Now, let me draw out a few applications from this particular characteristic of God.

First, we ought to trust God even when our situation seems bleak. Sometimes, unexplainable bad things do happen. I have friends who tried many times to have kids, but end up having miscarriages multiple times. I don’t know why such things happen.

The book of Job reminds us that because we are human, we can’t fathom the mind of God. Job though a righteous man, suffered tremendously, and he demanded for answers to why God allowed him to suffer in such a seemingly unjust manner. At the end of the book of Job, God speaks to Job and asks him, “Were you there when I created the universe?” The work of running the universe is complex, and God doesn’t expect us to understand that. However, he does expect us to trust that he is good and in control even when our external situations suggest that he is not.

Second, our trust in God transforms us and in turn transforms others.
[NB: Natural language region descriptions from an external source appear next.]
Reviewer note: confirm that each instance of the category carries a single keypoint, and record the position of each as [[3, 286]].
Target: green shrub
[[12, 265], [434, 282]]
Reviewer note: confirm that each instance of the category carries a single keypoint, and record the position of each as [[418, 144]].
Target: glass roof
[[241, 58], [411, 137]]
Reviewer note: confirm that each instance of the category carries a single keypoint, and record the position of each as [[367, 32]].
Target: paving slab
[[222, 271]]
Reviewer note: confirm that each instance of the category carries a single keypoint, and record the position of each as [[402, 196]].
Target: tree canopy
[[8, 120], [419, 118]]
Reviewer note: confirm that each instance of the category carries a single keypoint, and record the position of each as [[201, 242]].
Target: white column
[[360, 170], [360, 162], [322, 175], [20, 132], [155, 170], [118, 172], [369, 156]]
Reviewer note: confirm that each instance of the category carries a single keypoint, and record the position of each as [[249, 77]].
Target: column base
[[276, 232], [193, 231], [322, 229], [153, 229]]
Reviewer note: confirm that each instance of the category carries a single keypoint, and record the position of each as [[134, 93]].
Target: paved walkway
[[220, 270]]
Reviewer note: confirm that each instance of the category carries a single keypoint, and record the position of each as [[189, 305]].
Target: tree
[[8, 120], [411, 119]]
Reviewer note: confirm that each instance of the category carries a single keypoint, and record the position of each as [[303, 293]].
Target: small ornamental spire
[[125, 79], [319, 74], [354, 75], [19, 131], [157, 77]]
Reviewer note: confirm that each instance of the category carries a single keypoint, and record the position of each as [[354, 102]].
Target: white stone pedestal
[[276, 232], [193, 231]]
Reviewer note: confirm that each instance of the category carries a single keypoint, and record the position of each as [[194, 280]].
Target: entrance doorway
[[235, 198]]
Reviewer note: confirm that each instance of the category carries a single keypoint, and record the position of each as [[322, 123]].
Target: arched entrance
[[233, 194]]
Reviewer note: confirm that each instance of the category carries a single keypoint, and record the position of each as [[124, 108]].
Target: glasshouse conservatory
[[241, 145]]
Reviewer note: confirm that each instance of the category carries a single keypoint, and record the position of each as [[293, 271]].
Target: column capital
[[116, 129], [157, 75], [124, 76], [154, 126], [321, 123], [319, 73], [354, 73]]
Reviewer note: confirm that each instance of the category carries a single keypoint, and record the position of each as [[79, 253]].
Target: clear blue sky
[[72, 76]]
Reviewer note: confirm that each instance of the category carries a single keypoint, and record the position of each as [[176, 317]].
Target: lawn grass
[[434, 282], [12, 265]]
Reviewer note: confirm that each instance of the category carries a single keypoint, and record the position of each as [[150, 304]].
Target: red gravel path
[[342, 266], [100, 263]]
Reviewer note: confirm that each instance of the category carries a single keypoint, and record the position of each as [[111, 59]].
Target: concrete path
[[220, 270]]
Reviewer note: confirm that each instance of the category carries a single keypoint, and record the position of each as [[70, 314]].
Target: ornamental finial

I think of Jim Elliot who went to the jungles of Ecuador to preach the gospel to an indigenous tribe there. He and four others were killed by some tribesmen. Such tragedy could have made the family members of those who lost their lives bitter. Instead, through this tragedy, God taught them the hard lesson of true forgiveness. Elliot’s wife and the sister of one of the victims eventually went back to the tribe to share about the power of Christ to forgive. Because of them, many of the indigenous people turned to Christ. Even two of the killers became convinced of their sins and became believers. They even attended the 1966 World Congress of Evangelism in Berlin and testified of the reality of Christ’s power to forgive sins. No matter how tragic the circumstances of our lives are, there is hope that God works all things both good and bad for the good of those who love him (Romans 8:28).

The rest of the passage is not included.